Friday, July 16, 2010

Hope

Sometimes the brokenness of the world just seems to be too much. Maybe I'm just getting older and my mortality is becoming more real. Maybe the feeling of invincibility from youth is starting to wear off. Maybe I am just starting to realize how broken this place we call home really is.

Seems like the number of heartbreaking stories I hear is on the rise. The number of success stories is in steep decline. At least once a month I hear another story about someone being diagnosed with cancer. Every couple months I hear a story about a pregnancy or delivery that goes terribly wrong and the child is born with severe health problems, or is not born at all. Every once in a while you get the sudden death of a loved one, or one of your friend's loved ones, or one of your friends, or your friend's friend...etc, etc. You turn on the tv for more than 1 minute and you'll see a tragic story about death, or genocide, or natural disasters that kill in the hundreds, thousands, tens of thousands, or even the hundreds of thousands... the numbers and the stories become too much for me. They become unreal in a way.
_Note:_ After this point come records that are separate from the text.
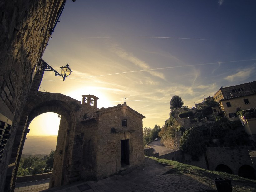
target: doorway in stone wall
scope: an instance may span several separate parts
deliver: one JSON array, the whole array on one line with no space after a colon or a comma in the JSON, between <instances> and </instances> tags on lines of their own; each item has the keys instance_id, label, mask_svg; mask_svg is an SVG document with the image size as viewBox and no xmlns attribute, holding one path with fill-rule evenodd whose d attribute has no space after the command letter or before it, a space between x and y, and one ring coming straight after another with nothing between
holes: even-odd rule
<instances>
[{"instance_id":1,"label":"doorway in stone wall","mask_svg":"<svg viewBox=\"0 0 256 192\"><path fill-rule=\"evenodd\" d=\"M121 140L121 160L120 163L122 167L129 165L129 140Z\"/></svg>"}]
</instances>

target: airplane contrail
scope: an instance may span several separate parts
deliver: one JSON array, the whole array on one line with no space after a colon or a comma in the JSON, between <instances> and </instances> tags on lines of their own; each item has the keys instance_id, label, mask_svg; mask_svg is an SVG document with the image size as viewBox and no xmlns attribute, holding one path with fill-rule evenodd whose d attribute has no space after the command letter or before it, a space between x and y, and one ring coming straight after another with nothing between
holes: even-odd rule
<instances>
[{"instance_id":1,"label":"airplane contrail","mask_svg":"<svg viewBox=\"0 0 256 192\"><path fill-rule=\"evenodd\" d=\"M156 39L189 39L190 40L202 40L204 41L212 41L211 39L196 39L194 38L181 38L179 37L81 37L81 39L110 39L111 38L152 38Z\"/></svg>"},{"instance_id":2,"label":"airplane contrail","mask_svg":"<svg viewBox=\"0 0 256 192\"><path fill-rule=\"evenodd\" d=\"M159 100L162 100L162 99L140 99L140 100L127 100L127 101L158 101ZM123 101L111 101L113 103L117 103L118 102L122 102Z\"/></svg>"},{"instance_id":3,"label":"airplane contrail","mask_svg":"<svg viewBox=\"0 0 256 192\"><path fill-rule=\"evenodd\" d=\"M244 60L237 60L236 61L224 61L223 62L218 62L215 63L201 63L201 64L195 64L194 65L182 65L181 66L175 66L171 67L162 67L161 68L155 68L154 69L142 69L141 70L138 70L137 71L126 71L125 72L121 72L120 73L111 73L111 74L106 74L105 75L95 75L94 76L90 76L86 77L74 77L74 78L69 78L66 79L66 80L68 79L81 79L83 78L89 78L90 77L100 77L103 76L107 76L108 75L118 75L119 74L122 74L123 73L134 73L135 72L139 72L142 71L153 71L154 70L159 70L160 69L172 69L173 68L178 68L180 67L191 67L195 66L199 66L201 65L213 65L214 64L219 64L221 63L232 63L234 62L239 62L243 61L255 61L256 59L245 59ZM63 80L62 79L54 79L53 80L46 80L45 81L58 81L60 80Z\"/></svg>"}]
</instances>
When was the last time you lost someone? Are you losing someone? Are you losing yourself?

My grandma Rose died a few years back. While I wasn't close with my grandmother, seeing the reaction of all my aunts and uncles and my mom, all her children... it was terrible. I sang at the funeral. My mom asked if I'd sing "The Old Rugged Cross". I barely made it through the song. Not because I was in mourning as much as I felt like I had a front row seat to watch a room full of people mourn. I don't know if that song helped them or not, but I certainly hope it got them through that.

When I was in high school my best friend Rob Mason was killed in a tragic car accident along with another young girl. There was another young guy in the car as well named Doug. From my understanding of what happened, when the car crashed Doug was thrown from the car and that is basically why he survived because the car then exploded into flames. I can remember the look on Doug's face at the funeral. I can remember the look on the face of my best friend's mom. I can remember how his little sister seemed to understand what happened, and his little brother didn't. I can remember being a pallbearer and helping to carry out his casket. I can remember when they lowered my friend's casket into the ground. I was 15.

I guess I don't know where this post is going, but to say this... I don't know how anyone makes it through this life without a faith and hope that comes from believing in the one and only God who loves us.

I don't believe having that faith makes it easier to be here, but it certainly increases the longing for the place where we know we should be.

We weren't built for dying. We were built by two strong hands. My hope is in those hands.